WATERCOLOR
 −水彩画:画材・技法・アーチスト
HOME | 壺齋閑話東京を描く西洋美術日本美術プロフィール掲示板


     

構図の基本:絵は作るもの

 
構図とは、図つまり画面を構成することです。構成することは創造することにつながります。油彩や日本画を含め、絵というものは、創造の産物であることを忘れないでください。初心者はとかく写生にこだわり、目に見えるがまま忠実に表現しようとしますが、それは多くの場合、絵にとってはマイナスの効果しかもたらしません。自然の眺めを写生している場合でも、対象を見えるとおりに描いてはならないのです。見えるとおりではなく、自分が表現したいとおりに描く、というのが、美術的マインドのありようです。

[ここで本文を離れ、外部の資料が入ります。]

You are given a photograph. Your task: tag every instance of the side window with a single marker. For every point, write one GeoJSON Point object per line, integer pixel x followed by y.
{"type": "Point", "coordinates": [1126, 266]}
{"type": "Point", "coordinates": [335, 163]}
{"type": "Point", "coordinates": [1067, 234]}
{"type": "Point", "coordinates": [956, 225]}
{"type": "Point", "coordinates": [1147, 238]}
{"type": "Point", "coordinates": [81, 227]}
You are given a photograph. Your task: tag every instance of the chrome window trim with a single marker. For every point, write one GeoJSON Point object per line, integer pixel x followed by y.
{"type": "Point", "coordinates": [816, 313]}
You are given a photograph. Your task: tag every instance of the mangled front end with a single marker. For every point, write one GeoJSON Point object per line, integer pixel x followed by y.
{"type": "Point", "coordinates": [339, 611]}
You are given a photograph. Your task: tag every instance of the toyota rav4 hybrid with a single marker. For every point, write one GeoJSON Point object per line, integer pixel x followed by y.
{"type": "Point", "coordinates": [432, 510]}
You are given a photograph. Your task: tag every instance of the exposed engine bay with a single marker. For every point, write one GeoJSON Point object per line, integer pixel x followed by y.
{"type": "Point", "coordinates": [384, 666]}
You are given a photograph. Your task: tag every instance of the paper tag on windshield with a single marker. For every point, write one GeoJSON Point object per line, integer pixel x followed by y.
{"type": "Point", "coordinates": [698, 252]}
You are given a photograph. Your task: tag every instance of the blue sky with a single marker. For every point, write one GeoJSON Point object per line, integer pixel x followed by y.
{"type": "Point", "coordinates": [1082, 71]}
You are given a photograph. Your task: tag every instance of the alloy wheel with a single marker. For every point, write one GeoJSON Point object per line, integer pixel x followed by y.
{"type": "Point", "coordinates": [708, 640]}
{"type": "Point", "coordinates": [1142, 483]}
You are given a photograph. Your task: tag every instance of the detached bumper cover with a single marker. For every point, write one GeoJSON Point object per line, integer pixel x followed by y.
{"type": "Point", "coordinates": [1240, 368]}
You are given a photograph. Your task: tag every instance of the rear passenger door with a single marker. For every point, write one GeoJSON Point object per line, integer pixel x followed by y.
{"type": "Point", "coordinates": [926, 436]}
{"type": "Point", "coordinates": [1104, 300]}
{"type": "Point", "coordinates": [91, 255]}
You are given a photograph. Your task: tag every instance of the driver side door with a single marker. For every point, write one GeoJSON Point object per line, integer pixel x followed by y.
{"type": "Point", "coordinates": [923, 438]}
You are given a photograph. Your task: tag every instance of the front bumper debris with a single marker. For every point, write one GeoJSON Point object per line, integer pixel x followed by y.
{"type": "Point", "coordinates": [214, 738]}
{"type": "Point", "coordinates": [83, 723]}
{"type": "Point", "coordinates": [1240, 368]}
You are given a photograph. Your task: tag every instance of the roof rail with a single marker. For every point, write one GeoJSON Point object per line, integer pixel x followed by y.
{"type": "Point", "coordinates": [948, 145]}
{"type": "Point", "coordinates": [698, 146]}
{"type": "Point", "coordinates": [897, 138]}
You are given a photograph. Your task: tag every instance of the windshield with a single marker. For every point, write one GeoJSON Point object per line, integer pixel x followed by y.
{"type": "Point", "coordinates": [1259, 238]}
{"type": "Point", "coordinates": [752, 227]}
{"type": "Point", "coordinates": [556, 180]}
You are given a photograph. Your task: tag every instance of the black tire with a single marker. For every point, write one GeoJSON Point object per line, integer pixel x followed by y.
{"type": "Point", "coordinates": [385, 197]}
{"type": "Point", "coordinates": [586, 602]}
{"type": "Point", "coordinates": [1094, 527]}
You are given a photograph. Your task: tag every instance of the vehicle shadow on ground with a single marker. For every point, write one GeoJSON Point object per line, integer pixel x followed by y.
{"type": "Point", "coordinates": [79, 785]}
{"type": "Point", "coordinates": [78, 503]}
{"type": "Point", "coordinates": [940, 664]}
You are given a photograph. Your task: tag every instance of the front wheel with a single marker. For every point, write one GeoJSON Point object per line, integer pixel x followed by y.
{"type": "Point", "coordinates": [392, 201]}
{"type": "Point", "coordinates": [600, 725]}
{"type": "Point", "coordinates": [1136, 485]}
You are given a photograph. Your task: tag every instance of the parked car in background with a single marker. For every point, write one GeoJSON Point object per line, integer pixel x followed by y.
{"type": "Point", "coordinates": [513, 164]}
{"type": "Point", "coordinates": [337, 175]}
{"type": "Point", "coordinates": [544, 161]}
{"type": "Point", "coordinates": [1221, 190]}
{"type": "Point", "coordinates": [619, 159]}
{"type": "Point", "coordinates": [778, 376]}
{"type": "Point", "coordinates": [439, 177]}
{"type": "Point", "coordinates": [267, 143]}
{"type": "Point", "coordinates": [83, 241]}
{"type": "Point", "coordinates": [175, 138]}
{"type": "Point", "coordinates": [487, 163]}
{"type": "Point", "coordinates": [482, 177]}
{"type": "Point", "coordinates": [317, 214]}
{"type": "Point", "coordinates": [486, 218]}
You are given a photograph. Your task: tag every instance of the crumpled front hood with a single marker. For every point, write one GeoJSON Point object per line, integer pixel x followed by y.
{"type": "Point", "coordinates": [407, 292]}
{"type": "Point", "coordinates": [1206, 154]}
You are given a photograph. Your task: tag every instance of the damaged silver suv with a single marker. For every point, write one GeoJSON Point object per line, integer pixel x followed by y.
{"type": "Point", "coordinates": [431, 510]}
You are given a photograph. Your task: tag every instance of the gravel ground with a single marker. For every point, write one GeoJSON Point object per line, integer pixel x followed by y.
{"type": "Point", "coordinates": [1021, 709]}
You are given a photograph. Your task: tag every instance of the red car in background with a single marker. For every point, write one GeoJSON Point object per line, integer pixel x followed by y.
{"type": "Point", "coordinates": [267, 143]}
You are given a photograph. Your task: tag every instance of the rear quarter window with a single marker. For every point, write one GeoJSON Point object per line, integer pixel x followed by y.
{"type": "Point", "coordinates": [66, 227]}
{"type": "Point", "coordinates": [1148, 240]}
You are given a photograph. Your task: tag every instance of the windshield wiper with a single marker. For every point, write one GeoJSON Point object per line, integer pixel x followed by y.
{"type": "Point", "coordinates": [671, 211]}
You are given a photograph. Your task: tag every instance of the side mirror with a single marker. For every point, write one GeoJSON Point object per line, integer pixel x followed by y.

これは、横浜の山手通りにたっているブラフ234番館という建物です。初夏の日を浴びているこの建物には独特の魅力があります。そこでこれをモチーフにして写生をしたいと考えます。ところが御覧のように、建物の前面には大きな木が日本もはえ、建物を遮っています。また、建物の周りの緑の部分も、建物のシルエットを曖昧にしています。その上、建物には余計な影がかざしていて、建物の明るい雰囲気をそこなっています。

この写真のとおりに、目に見えるがままに描いたとしたら、その絵の印象はかなり制約を感じさせるものになるでしょう。そこで、思い切って、邪魔な要素を削り、雰囲気を盛り立てるような要素を付け加え、見られる絵に仕立て直します。つまり絵を作るのです。



これは、絵作りの結果得られた構図です。建物前面の二本の木を省いて、建物の全景がむきだしになるように作り直します。ただ樹木の雰囲気は残したいので、その位置を変えます。そうすることで、建物と樹木双方の魅力を生かすことができます。また、自然だけでは殺風景ですので、人物を入れることにします。画家の中には、人物を入れず、自然と建物だけに焦点をあてるような人もいますが、その辺は、画家の主義にかかわることかもしれません。

要するにここで言いたいことは、構図は見えるとおりに描くことではなく、見えるものをもとにしながらも、そこに創造の手を加える必要があるということです。絵は作るものだということを、忘れないでください。